If anyone has read through the terms you might have noticed that the rabbit app/flex delivery app is open source. 
If your familiar with Amazon Mechanical turk you also know they are not averse to adding useful scripts to such applications written by others. 

It's possible someone who understands Java can download the code, see how it works and create a "block grabbing" script??? 

I know it's possible for sure. My guess is someone has done it already? If so....got a lead??!!! 

If not.....why not? I'm thinking to post on freelancer.com to see if it's possible to do and how much it would cost. 
Start another business selling the script to drivers!!?? Now that would make shit real fun!


----------



## quickdrop (Jun 27, 2016)

I saw that and was surprised. i wondered if anyone had tried to but never researched it. Awesome thought


----------



## uberbomber (Jan 29, 2016)

A friend and I discovered this back in February, but didn't go through with it. However, I will say that Freelancer is definitely one of the best places to look. I have had some scripts and templates designed from there.


----------



## SteveGo (Jul 2, 2015)

I see that some of the modules used are open source, but I do not see anything about the main application being open source. I also see that in the contract, reverse engineering of the app is prohibited.
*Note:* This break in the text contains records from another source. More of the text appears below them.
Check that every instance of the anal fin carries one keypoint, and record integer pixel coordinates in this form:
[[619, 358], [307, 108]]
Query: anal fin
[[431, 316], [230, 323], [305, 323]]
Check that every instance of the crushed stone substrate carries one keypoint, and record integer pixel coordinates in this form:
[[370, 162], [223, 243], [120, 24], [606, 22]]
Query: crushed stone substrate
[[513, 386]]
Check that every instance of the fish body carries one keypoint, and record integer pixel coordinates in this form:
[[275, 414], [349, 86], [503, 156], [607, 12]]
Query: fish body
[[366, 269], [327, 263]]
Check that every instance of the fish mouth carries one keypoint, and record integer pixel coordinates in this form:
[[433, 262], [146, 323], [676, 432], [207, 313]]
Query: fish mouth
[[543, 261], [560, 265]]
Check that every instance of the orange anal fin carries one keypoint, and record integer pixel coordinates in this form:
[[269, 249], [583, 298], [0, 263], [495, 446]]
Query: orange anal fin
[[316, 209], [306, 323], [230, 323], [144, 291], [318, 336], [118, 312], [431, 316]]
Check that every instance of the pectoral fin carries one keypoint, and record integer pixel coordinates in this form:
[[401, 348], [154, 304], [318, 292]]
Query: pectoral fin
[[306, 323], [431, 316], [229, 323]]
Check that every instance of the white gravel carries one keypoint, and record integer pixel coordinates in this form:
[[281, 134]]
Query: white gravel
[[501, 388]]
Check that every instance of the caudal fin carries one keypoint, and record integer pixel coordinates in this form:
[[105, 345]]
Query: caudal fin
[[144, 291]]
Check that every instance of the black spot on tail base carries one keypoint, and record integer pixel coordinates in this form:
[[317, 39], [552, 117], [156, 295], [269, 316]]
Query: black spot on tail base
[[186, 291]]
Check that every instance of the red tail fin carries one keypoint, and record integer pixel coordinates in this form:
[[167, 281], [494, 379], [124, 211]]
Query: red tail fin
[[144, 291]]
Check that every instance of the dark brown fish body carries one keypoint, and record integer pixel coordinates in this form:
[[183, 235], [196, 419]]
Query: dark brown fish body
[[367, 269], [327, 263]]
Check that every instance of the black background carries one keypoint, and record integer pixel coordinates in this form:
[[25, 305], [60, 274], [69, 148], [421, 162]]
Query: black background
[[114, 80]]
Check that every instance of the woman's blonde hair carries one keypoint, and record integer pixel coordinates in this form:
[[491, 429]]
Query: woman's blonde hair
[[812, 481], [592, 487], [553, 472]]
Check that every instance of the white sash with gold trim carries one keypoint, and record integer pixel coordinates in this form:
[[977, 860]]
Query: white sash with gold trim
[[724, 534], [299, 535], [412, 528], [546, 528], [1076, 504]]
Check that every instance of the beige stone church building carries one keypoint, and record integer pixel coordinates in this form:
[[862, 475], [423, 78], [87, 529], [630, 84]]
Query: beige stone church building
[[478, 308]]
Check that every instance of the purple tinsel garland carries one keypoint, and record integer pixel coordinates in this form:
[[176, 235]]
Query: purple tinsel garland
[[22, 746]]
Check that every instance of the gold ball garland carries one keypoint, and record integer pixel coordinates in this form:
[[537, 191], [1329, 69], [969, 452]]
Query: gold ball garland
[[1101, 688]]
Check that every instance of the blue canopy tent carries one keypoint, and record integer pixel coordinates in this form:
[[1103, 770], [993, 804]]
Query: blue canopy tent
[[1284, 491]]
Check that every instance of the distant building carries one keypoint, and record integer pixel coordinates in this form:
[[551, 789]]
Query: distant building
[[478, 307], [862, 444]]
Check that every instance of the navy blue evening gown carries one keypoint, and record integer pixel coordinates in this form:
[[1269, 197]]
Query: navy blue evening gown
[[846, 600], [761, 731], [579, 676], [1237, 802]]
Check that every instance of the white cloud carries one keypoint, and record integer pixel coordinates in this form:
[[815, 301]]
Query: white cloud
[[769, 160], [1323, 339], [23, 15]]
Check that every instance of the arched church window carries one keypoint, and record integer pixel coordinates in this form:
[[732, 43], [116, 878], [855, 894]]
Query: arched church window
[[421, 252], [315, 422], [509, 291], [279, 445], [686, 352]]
Depending on how the open source code is linked to the main app, the main app can remain proprietary. The contract terms imply this is true.


----------



## CarmenFlexDriver (Jun 21, 2016)

I'm reading the "legal information" in the account section of the app under "additional terms". It's fully open source and it says(in many more words) "permission is granted free of charge to deal without limitations to use, copy, modify, merge, publish, distribute, sublicense EVEN sell copies."
There may be some proprietary code but I don't see any details about that in the terms. If you can download the application and see all the code, it's open to someone to use and modify.


----------



## Uberdamsel (Apr 6, 2016)

Yes, it is very possible to modify the script but the catch is, I have observed that some open scripts I modify most times but rarely, have a tracking code and i guess thats why flex has their app hidden only to be downloaded within a time frame. My guess is it will work but not when you are logged into the app lol


----------